Eventually, this information helps us show up in such areas by understanding where the audience is.

4. Customer understanding

The life-cycle of a product can be increased by understanding the key aspect, your customer. It is important that we know our audience and why they buy from us

Understanding the customer will help the marketing team come up with innovative and targeted campaigns.

Sources of Data

  • Marketing Intelligence – Internet
  • Distributor or Sales Agent Feedback Sites
  • Customer reviews and Expert Opinions
  • Customer Complain Sites
  • Public blogs

AI & Marketing Intelligence

With the increasing availability of information related to consumers, their interactions and buying habits; there is a great need for maintenance of data management.      It is a dire need to keep up with the changing consumer behaviour and social trends.

The AI component in marketing intelligence helps in getting up close and personal with the customer. AI or artificial intelligence aids marketers to understand the buyer better. This better understanding of the buyer’s persona helps in creating more relevant content which in return makes the customers experience more personal.

As long as marketers use the data keeping in mind the companies goals, artificial intelligence will forever be a major asset to the future of marketing.

Example: Netflix

Netflix is the worlds leading Internet television network with over 160 million members in about 190 countries.

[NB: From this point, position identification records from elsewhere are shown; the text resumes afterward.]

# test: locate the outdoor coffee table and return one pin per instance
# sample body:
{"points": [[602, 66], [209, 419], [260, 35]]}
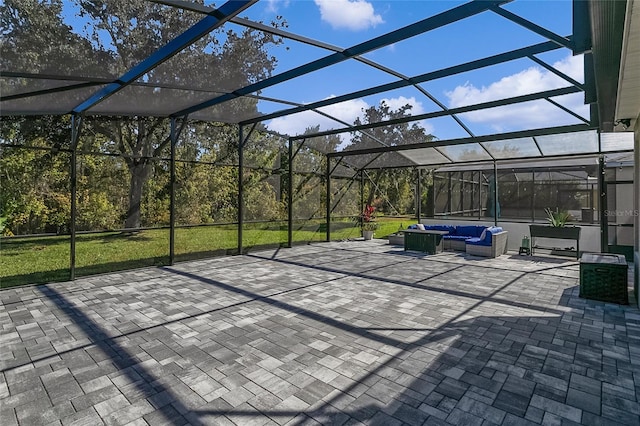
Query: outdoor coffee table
{"points": [[428, 241]]}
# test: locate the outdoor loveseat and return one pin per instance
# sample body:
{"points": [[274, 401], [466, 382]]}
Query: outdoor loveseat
{"points": [[477, 240]]}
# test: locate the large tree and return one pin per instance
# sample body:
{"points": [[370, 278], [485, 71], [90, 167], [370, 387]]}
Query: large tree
{"points": [[106, 38]]}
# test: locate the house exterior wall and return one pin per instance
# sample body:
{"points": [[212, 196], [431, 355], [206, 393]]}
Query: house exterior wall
{"points": [[636, 197]]}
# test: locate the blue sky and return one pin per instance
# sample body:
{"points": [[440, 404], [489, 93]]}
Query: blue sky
{"points": [[345, 23]]}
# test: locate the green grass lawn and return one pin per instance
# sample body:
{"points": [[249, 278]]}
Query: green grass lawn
{"points": [[46, 259]]}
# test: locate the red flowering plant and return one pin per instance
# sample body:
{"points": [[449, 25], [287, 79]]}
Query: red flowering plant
{"points": [[368, 219]]}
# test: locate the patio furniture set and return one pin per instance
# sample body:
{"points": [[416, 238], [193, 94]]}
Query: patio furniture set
{"points": [[478, 240]]}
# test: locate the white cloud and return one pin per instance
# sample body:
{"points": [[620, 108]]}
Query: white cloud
{"points": [[274, 5], [530, 114], [296, 124], [353, 15], [346, 111], [417, 109]]}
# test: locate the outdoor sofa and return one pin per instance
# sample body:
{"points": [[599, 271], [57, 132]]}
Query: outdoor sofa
{"points": [[478, 240]]}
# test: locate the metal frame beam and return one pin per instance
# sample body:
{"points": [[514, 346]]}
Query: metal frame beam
{"points": [[76, 127], [462, 141], [212, 21], [561, 41], [459, 110], [452, 15], [434, 75]]}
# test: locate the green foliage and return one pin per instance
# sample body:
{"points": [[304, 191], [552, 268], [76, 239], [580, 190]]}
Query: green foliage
{"points": [[557, 218]]}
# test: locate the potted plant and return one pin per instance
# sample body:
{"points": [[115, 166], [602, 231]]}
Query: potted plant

Its members consume hundreds of millions of hours of content per day as they can enjoy original series, documentaries and feature films.

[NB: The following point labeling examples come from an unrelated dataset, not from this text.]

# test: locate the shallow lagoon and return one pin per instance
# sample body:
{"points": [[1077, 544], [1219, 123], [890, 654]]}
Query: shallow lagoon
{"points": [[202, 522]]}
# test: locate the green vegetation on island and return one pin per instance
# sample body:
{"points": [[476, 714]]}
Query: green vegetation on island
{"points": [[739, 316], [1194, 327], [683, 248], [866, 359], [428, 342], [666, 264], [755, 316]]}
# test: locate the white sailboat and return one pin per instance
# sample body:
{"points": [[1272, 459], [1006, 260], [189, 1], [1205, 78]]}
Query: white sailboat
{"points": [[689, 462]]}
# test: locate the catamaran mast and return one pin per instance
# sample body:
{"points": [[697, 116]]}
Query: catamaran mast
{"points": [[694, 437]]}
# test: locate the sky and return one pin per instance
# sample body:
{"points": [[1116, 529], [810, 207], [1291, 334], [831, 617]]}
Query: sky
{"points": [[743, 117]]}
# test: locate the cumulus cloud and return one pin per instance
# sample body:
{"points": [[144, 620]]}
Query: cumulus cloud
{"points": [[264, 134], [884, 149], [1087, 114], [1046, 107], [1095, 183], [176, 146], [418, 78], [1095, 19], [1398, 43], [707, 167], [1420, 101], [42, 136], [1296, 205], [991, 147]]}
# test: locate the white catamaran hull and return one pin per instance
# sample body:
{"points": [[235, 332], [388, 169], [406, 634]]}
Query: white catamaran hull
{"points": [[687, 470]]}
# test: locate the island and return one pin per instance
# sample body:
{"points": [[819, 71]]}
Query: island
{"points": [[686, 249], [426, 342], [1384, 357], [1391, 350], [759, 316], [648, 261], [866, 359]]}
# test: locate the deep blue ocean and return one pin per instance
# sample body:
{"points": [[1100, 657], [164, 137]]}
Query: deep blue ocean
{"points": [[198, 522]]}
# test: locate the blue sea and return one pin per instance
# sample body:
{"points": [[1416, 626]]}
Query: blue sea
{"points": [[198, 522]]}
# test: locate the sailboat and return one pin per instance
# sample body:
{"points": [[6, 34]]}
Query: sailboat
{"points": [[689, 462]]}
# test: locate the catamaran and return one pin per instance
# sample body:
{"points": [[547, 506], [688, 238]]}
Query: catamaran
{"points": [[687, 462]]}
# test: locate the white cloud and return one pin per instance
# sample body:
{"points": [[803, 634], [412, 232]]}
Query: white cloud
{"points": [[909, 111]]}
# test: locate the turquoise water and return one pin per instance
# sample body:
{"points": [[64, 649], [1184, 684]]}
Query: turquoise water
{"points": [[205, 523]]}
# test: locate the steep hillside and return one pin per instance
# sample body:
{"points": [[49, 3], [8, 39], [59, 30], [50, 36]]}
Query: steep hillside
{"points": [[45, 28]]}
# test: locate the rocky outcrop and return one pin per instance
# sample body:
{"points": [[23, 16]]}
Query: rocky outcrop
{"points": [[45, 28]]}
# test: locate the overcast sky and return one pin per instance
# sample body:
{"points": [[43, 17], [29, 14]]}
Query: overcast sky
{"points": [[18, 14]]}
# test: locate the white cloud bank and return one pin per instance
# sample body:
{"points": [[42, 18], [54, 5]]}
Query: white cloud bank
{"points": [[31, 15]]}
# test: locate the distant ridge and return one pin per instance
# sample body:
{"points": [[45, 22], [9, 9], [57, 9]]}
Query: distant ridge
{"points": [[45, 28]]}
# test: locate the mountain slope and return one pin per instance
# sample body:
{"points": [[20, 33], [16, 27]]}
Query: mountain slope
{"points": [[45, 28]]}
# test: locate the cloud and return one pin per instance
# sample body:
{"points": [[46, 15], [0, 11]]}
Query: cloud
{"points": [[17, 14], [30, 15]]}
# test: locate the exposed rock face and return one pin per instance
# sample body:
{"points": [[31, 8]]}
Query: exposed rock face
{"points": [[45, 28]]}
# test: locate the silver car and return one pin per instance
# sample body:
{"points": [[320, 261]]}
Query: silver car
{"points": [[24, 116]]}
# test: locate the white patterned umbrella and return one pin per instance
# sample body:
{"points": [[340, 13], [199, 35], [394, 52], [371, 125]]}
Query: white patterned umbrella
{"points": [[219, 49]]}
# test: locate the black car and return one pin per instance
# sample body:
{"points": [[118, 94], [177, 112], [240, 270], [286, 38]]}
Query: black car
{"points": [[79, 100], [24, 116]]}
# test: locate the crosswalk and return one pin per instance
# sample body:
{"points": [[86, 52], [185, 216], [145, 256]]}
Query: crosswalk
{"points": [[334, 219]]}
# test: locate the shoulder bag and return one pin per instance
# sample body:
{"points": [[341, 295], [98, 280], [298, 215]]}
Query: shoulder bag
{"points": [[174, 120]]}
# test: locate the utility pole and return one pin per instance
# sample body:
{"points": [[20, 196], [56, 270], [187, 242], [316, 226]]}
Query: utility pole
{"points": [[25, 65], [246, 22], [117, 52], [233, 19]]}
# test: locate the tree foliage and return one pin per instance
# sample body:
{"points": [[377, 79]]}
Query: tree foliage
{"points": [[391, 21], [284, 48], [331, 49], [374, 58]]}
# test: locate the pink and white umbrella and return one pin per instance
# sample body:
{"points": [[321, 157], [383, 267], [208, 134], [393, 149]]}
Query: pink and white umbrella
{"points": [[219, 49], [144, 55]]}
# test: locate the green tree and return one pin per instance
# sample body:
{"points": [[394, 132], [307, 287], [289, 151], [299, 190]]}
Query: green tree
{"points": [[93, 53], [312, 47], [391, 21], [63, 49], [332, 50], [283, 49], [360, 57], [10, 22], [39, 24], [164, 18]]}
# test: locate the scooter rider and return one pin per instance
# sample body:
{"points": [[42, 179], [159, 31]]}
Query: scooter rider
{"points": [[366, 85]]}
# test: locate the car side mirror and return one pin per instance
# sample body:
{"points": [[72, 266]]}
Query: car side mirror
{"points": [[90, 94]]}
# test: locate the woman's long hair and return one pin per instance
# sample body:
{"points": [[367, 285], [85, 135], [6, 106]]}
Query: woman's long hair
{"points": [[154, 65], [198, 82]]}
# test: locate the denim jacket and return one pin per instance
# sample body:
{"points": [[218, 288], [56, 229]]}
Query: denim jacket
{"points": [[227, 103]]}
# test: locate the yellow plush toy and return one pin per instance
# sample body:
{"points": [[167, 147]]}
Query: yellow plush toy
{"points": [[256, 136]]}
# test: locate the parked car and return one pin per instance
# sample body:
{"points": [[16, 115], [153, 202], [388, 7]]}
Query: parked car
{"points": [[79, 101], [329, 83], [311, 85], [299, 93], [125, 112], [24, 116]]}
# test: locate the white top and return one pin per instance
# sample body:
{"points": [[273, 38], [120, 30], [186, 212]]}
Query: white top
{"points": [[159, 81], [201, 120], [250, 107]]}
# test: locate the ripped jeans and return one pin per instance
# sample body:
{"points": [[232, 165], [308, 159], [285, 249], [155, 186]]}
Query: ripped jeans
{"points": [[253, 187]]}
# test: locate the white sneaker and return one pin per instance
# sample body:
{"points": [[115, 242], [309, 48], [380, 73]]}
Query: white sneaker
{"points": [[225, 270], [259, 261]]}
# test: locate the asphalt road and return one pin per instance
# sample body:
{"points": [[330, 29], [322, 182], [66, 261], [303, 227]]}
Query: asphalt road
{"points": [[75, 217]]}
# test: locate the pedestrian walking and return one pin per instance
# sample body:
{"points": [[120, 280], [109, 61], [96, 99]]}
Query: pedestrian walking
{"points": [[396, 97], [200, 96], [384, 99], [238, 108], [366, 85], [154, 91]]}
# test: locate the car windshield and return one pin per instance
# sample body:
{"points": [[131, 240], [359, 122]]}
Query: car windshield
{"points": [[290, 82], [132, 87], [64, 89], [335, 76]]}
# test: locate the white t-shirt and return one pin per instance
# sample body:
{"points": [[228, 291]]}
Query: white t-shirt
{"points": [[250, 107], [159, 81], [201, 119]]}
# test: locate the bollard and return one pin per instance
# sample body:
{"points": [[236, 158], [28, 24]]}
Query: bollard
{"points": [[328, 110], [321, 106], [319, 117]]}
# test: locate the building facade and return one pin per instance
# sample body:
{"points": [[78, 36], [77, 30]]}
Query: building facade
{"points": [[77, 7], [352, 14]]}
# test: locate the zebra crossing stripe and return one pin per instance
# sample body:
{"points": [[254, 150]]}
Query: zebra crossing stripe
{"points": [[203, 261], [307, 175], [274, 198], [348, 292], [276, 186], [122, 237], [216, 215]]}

During the first half, the company added 25.9 million members, more than double the additions for the first half of 2019. In order to optimise the service end-to-end and to continuously improve the experience for its members, Netflix invests heavily in machine learning.

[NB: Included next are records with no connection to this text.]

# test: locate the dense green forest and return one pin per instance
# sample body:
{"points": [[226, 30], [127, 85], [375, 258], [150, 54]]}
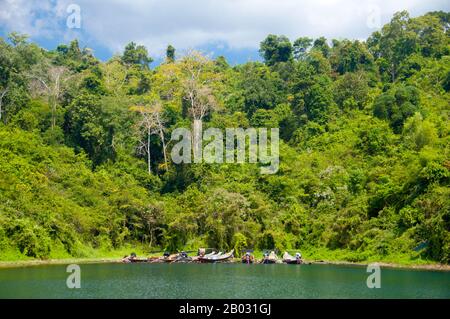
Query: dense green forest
{"points": [[364, 150]]}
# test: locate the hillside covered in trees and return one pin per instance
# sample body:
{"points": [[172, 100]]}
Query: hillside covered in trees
{"points": [[364, 150]]}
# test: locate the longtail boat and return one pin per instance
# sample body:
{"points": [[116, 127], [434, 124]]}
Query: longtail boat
{"points": [[271, 258], [288, 259], [216, 258]]}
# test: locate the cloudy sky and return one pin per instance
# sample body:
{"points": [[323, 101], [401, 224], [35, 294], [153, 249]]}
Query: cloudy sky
{"points": [[233, 28]]}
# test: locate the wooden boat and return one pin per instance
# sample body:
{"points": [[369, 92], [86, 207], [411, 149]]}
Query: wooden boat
{"points": [[182, 258], [133, 259], [271, 258], [288, 259], [248, 259], [220, 257]]}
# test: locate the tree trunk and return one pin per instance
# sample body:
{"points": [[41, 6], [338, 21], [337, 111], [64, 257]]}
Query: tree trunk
{"points": [[161, 134]]}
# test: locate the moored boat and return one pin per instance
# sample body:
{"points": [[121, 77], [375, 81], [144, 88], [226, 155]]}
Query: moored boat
{"points": [[288, 259], [248, 258], [271, 258], [220, 257]]}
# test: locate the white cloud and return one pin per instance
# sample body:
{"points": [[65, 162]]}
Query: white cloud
{"points": [[185, 24]]}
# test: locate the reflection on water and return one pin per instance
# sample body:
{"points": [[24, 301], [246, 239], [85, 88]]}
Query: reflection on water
{"points": [[220, 281]]}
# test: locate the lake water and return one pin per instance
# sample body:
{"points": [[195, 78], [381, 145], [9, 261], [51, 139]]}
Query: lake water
{"points": [[220, 281]]}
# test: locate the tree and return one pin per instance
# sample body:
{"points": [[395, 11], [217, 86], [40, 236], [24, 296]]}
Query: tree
{"points": [[151, 122], [301, 46], [275, 49], [49, 80], [136, 55], [197, 85], [351, 56], [320, 44], [397, 105], [352, 90]]}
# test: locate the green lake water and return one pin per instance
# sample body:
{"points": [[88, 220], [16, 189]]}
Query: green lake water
{"points": [[220, 281]]}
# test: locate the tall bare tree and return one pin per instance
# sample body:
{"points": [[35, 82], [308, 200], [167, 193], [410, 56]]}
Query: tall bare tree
{"points": [[49, 81], [199, 94], [151, 122], [3, 92], [196, 84]]}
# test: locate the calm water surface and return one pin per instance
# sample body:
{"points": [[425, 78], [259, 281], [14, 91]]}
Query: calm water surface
{"points": [[220, 281]]}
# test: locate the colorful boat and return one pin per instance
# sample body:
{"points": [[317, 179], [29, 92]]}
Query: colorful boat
{"points": [[220, 257]]}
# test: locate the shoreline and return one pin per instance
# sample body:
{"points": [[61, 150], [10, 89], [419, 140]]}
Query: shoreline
{"points": [[31, 263]]}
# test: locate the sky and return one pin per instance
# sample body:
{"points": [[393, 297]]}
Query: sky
{"points": [[233, 28]]}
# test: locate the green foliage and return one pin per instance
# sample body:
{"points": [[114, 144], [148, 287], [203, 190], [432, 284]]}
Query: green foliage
{"points": [[364, 170]]}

A number of areas including our personalisation algorithms, content valuation and streaming optimisation are overlooked by the companies research applications. Netflix recommends types of shows or movies that their subscribers love to binge on.

It not only recommends movies or shows to individuals based on their preferences but also make sure that no single recommendation experience is the same for two individuals. So, even if the same movie is recommended to two or more subscribers, they are recommended differently.

Netflix uses big data analytics to create various types of user personas on the basis of their previous watches and then offers personalised recommendations in the form of changing thumbnails. If you’re an action freak, Netflix will show you some of the best action scenes of the movie.

Example: Netflix – Recommendation Algorithms

Recommendations are the core of the Netflix product and its ultimate experience. It provides members with personalized suggestions to reduce the amount of time and avoid frustration.

The company goes a step ahead of validating ideas on historical data to understand how people actually respond to changes in their recommendation system. They do so by running online A/B tests and measuring long-term satisfaction metrics.

This experiment also provides them with new perceptions to additionally improve research and their product. This has positively led them to move beyond rating prediction and into personalized ranking,  image selection, and much more.